Поскольку все происходило в Калифорнии, где никакая публичная реклама никому принести вреда не может, наша троица безо всякого труда уговорила того самого не киношного, а подлинного коммивояжера, который вдохновил их на написание сценария, и он разрешил им снимать фильм прямо на стоянке продаваемых им машин. Когда Джилл показала мне в «Парамаунт» черновик сценария, я уже знал, что старик Аарон заключил поистине достойную сделку. На фильм ушло чуть больше миллиона (а примерно треть этой суммы стоила сама по себе Шерри Соляре).
Мне было странно, что Джилл стала режиссером. С одной стороны, у нее абсолютно не было никакого тщеславия, а режиссерам необходимо быть тщеславными, как, скажем, рыбам нужны жабры. С другой стороны, мне казалось, что Джилл всегда очень дорожила своим уединением. А уж какое там может быть уединение у режиссеров! Они все время живут в окружении толпы, совсем как политики. И, наконец, у Джилл было необычайно обострено чувство ответственности. Мне бы и в голову не пришло, что ей вдруг захочется отвечать за сумму в миллион долларов, принадлежащих кому-нибудь другому. Но, возможно, я ошибался.
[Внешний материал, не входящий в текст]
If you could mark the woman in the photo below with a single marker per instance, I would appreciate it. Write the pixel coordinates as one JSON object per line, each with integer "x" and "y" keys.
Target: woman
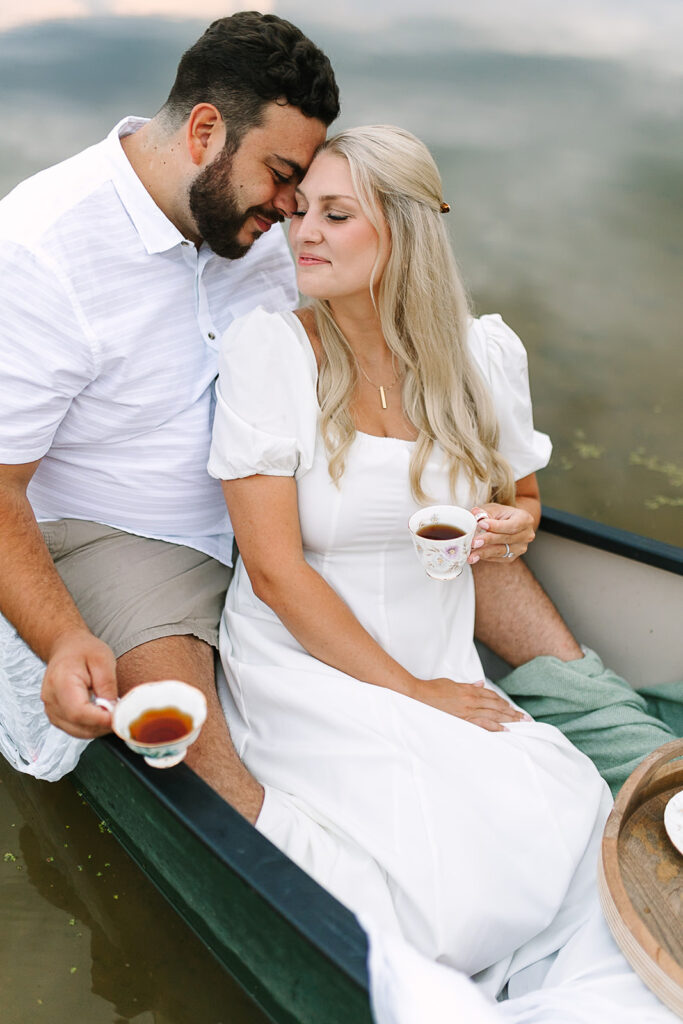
{"x": 353, "y": 681}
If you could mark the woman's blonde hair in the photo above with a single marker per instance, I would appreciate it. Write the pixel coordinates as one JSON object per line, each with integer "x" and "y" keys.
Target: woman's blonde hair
{"x": 423, "y": 312}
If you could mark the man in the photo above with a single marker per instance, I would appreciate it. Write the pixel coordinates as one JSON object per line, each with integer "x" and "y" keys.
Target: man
{"x": 121, "y": 268}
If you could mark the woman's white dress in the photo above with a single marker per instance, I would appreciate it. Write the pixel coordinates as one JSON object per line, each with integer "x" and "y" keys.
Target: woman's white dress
{"x": 486, "y": 843}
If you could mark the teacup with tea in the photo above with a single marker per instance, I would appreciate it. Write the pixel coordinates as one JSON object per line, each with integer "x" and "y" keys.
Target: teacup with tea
{"x": 442, "y": 537}
{"x": 160, "y": 720}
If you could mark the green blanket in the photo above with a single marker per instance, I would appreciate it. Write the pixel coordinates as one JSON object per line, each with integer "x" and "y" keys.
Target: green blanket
{"x": 613, "y": 724}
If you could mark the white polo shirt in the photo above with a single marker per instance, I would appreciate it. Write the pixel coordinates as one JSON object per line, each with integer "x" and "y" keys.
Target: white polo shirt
{"x": 110, "y": 322}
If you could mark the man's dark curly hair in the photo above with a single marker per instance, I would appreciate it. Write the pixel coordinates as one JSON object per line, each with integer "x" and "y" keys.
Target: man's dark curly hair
{"x": 245, "y": 61}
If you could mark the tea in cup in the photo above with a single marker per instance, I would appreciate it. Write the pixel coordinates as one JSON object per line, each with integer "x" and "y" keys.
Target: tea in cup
{"x": 442, "y": 537}
{"x": 160, "y": 720}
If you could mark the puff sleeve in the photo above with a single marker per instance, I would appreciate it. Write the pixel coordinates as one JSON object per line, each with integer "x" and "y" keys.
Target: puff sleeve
{"x": 266, "y": 408}
{"x": 501, "y": 357}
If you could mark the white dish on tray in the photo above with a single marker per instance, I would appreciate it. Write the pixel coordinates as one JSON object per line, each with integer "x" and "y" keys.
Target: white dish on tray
{"x": 673, "y": 820}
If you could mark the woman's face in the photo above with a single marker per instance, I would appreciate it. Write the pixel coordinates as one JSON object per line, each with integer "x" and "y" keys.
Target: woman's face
{"x": 335, "y": 245}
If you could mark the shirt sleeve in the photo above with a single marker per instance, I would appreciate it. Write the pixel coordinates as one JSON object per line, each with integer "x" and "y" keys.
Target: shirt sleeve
{"x": 266, "y": 406}
{"x": 45, "y": 355}
{"x": 502, "y": 358}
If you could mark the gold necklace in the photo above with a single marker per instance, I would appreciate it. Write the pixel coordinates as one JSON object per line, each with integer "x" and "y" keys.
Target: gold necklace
{"x": 381, "y": 387}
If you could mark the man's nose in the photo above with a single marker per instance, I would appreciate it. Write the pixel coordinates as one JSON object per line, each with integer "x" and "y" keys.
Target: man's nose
{"x": 285, "y": 201}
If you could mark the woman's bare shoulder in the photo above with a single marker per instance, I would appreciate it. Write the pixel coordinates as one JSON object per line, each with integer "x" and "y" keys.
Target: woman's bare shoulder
{"x": 307, "y": 317}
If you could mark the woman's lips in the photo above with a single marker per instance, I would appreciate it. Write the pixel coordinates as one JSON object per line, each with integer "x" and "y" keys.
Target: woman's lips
{"x": 262, "y": 223}
{"x": 304, "y": 259}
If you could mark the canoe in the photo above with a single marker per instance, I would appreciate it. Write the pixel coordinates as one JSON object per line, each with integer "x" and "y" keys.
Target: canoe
{"x": 295, "y": 949}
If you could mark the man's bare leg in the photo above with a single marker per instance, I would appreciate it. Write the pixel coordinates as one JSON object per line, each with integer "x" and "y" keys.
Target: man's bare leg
{"x": 212, "y": 756}
{"x": 516, "y": 619}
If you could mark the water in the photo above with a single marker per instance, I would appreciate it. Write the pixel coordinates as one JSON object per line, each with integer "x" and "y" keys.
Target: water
{"x": 559, "y": 140}
{"x": 557, "y": 129}
{"x": 86, "y": 938}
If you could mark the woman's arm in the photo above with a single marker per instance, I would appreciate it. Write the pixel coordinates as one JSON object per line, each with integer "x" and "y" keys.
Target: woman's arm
{"x": 507, "y": 524}
{"x": 265, "y": 519}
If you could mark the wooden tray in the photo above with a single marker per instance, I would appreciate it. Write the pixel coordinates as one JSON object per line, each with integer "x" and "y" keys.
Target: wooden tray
{"x": 640, "y": 876}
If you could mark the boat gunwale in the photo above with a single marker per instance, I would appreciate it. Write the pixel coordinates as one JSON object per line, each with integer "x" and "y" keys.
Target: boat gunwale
{"x": 324, "y": 924}
{"x": 612, "y": 539}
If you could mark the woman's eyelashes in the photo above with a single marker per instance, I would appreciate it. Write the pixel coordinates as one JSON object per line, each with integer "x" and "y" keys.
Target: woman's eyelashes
{"x": 329, "y": 215}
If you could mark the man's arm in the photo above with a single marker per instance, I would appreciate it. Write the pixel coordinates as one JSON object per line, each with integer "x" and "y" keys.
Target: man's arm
{"x": 36, "y": 601}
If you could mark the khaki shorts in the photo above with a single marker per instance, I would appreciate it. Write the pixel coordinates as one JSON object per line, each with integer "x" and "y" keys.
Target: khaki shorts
{"x": 130, "y": 589}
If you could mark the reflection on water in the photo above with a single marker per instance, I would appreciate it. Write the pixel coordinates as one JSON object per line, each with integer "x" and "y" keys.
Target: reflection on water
{"x": 562, "y": 160}
{"x": 85, "y": 937}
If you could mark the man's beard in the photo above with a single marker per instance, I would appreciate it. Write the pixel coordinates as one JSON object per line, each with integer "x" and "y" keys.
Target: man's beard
{"x": 214, "y": 206}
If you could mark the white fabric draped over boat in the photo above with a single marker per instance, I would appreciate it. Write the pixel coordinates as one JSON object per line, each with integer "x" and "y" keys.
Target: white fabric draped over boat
{"x": 28, "y": 740}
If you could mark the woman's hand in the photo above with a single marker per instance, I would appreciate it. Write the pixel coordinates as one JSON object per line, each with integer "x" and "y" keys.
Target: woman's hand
{"x": 506, "y": 534}
{"x": 473, "y": 702}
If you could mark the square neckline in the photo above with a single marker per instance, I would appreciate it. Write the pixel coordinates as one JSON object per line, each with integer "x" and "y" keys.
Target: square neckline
{"x": 299, "y": 329}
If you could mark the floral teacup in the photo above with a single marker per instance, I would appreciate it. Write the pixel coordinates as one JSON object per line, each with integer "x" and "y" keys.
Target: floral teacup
{"x": 442, "y": 536}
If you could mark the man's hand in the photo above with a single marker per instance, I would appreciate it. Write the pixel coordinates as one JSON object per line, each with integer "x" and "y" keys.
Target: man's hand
{"x": 80, "y": 666}
{"x": 506, "y": 534}
{"x": 472, "y": 701}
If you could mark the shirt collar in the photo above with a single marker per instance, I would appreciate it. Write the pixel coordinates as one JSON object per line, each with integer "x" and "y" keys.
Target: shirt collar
{"x": 156, "y": 230}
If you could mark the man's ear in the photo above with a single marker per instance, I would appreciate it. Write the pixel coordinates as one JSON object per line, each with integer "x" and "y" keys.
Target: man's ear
{"x": 205, "y": 133}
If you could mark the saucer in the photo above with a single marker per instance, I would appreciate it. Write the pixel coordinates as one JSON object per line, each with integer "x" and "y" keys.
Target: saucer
{"x": 673, "y": 820}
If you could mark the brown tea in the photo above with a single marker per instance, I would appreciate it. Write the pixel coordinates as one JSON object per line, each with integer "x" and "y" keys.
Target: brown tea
{"x": 161, "y": 725}
{"x": 440, "y": 531}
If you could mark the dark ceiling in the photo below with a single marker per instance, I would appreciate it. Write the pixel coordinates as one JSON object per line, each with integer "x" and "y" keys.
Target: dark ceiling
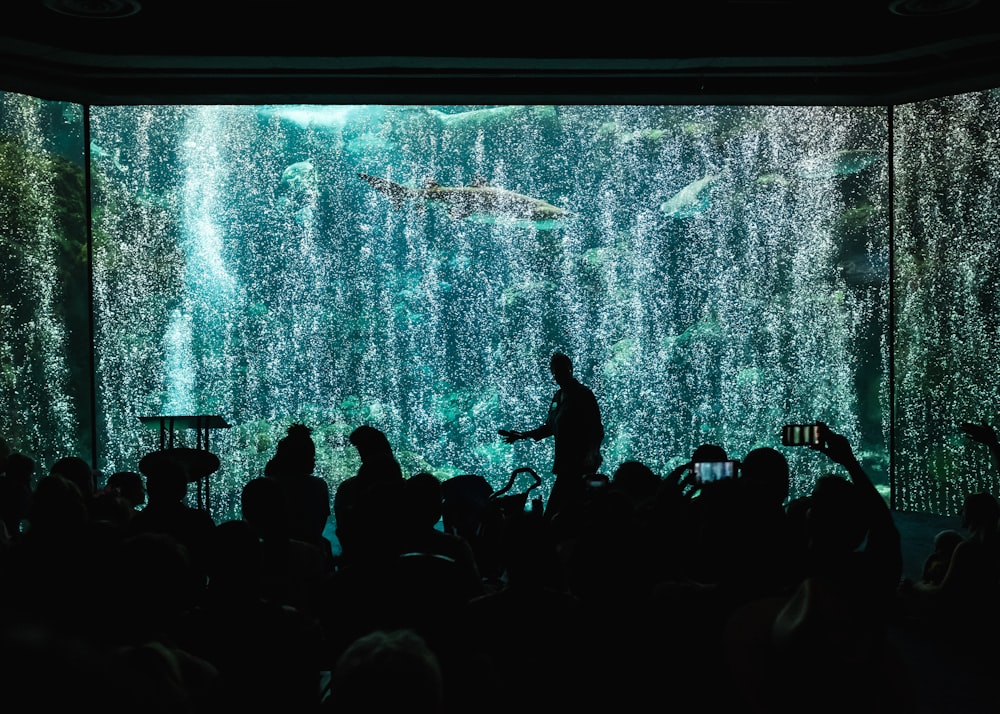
{"x": 700, "y": 52}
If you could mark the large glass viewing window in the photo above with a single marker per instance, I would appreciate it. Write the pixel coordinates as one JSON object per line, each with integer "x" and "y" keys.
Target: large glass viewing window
{"x": 713, "y": 271}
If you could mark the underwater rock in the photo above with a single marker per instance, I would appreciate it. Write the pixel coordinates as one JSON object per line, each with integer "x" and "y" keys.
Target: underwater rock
{"x": 864, "y": 269}
{"x": 622, "y": 356}
{"x": 690, "y": 200}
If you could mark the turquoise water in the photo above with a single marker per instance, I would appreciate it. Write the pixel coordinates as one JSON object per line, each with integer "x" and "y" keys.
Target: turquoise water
{"x": 702, "y": 282}
{"x": 714, "y": 272}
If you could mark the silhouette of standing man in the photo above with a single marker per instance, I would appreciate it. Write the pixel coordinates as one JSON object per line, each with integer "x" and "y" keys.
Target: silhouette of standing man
{"x": 574, "y": 422}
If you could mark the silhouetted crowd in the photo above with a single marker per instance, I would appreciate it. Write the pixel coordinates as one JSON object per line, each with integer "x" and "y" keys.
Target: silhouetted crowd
{"x": 641, "y": 590}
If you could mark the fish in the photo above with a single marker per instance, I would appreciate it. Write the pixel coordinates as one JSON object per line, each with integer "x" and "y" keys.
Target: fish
{"x": 690, "y": 200}
{"x": 477, "y": 199}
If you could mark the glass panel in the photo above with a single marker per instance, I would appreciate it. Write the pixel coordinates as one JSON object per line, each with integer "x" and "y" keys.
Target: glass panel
{"x": 722, "y": 271}
{"x": 45, "y": 354}
{"x": 946, "y": 297}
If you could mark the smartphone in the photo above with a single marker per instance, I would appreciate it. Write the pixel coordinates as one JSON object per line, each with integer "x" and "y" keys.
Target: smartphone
{"x": 800, "y": 435}
{"x": 711, "y": 471}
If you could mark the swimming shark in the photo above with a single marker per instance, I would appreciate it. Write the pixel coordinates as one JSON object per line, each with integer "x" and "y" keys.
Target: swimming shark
{"x": 690, "y": 200}
{"x": 476, "y": 199}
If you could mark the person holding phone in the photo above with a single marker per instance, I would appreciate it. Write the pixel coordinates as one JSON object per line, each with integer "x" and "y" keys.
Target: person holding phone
{"x": 575, "y": 425}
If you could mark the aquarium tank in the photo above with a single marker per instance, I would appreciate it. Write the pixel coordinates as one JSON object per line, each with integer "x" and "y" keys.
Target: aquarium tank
{"x": 714, "y": 272}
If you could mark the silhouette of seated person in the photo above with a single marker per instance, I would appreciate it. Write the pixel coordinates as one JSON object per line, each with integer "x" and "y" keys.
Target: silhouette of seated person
{"x": 129, "y": 486}
{"x": 382, "y": 583}
{"x": 637, "y": 481}
{"x": 938, "y": 561}
{"x": 154, "y": 582}
{"x": 307, "y": 496}
{"x": 378, "y": 467}
{"x": 49, "y": 563}
{"x": 534, "y": 626}
{"x": 387, "y": 671}
{"x": 768, "y": 556}
{"x": 15, "y": 493}
{"x": 420, "y": 535}
{"x": 267, "y": 654}
{"x": 962, "y": 605}
{"x": 694, "y": 535}
{"x": 292, "y": 570}
{"x": 167, "y": 511}
{"x": 79, "y": 472}
{"x": 828, "y": 638}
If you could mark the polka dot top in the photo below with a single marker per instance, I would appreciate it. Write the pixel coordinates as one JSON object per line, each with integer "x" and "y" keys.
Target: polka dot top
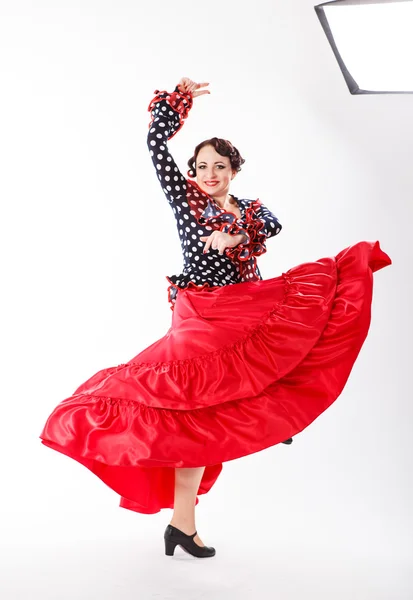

Пожалуй, я знал Джилл не настолько хорошо, как мне того хотелось. Ей уже было далеко не двадцать четыре, когда она была очень милой, но весьма замкнутой девушкой, и тогда ей действительно хотелось только одного – рисовать. Теперь ей было тридцать семь, и перед ней маячила слава.
Я же, напротив, как и раньше, по-видимому, не замечал ничего, кроме смотревших на меня пары настойчивых серых глаз.
– Что? Я забыл, что ты спрашивала, – сказал я.
– Мне кажется, ты начал жить в прошлом, – сказала Джилл. – Ты никак не можешь взять в толк, о чем мы говорим.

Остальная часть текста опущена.